You have a 50,000-line legacy file. It's a COBOL copybook, a PHP god-class, or a Fortran simulation module that nobody dared to refactor for fifteen years. You need to convert it. And no LLM on earth can process 50,000 lines in one shot.

That's the context window problem, and how you solve it determines whether your conversion produces usable output or garbled fragments.

Why You Can't Just Feed It All In

LLMs have context windows — the maximum amount of text they can process at once. Even the largest models (200K+ tokens as of 2025) can't handle a 50,000-line file because:

  • The file itself consumes most of the context window, leaving little room for the conversion instructions and the generated output
  • Output quality degrades significantly as context length increases
  • The model needs headroom for the converted output, which may be longer than the input (especially when converting from terse languages to verbose ones)

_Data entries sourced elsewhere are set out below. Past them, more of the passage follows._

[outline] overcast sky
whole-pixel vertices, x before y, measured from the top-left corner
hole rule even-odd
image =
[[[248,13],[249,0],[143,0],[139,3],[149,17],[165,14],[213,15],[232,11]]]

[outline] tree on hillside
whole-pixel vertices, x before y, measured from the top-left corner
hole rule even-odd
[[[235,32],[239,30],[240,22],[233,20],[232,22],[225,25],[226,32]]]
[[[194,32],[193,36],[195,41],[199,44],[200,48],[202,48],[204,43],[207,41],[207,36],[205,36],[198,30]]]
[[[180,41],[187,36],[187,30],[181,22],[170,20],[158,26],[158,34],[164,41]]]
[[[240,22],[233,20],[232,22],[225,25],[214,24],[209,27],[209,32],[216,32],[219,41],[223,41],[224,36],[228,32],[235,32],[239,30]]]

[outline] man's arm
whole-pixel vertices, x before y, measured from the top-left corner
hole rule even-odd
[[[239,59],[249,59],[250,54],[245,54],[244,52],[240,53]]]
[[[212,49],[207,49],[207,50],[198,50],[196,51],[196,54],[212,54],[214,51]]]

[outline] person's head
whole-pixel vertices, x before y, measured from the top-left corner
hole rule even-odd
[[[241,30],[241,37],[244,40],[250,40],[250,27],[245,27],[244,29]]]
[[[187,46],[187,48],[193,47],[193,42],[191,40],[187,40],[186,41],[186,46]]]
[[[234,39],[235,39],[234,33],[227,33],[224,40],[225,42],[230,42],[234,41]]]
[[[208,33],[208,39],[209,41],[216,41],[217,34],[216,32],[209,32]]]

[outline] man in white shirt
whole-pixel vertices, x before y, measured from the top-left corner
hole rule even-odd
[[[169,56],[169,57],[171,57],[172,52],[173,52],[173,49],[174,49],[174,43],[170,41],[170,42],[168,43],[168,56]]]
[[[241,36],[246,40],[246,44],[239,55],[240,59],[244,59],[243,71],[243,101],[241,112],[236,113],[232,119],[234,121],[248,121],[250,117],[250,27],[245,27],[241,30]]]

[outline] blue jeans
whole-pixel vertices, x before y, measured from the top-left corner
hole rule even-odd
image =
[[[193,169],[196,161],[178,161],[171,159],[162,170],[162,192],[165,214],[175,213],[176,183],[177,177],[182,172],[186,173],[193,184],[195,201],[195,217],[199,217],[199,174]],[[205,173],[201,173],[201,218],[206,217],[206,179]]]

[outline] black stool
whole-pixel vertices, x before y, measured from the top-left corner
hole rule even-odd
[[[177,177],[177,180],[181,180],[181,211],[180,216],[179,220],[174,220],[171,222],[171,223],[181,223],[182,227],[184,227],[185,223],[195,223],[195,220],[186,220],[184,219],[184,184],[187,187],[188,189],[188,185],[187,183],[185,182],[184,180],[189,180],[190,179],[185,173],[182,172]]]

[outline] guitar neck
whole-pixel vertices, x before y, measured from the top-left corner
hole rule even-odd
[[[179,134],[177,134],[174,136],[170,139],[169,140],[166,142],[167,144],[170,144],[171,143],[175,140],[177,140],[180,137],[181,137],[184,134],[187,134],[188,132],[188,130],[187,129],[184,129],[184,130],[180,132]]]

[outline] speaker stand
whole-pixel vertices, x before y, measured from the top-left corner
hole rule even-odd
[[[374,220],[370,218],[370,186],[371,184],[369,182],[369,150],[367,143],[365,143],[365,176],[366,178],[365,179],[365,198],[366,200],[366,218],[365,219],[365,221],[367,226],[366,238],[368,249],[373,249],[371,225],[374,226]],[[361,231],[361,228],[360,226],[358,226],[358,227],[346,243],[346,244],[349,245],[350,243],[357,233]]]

In practice, a token budget of roughly 35,000 tokens per batch — including both input and expected output — produces the best results.

Naive Splitting vs. Intelligent Splitting

Naive splitting chops the file at fixed line counts (split every 500 lines). This is fast and predictable, but it routinely cuts through the middle of functions, classes, or logical blocks. The converter gets half a function as input and produces half a function as output. Reassembly is a nightmare.

Intelligent splitting cuts at logical boundaries: between function definitions, between class declarations, between module sections. Each chunk is a complete semantic unit that can be converted independently.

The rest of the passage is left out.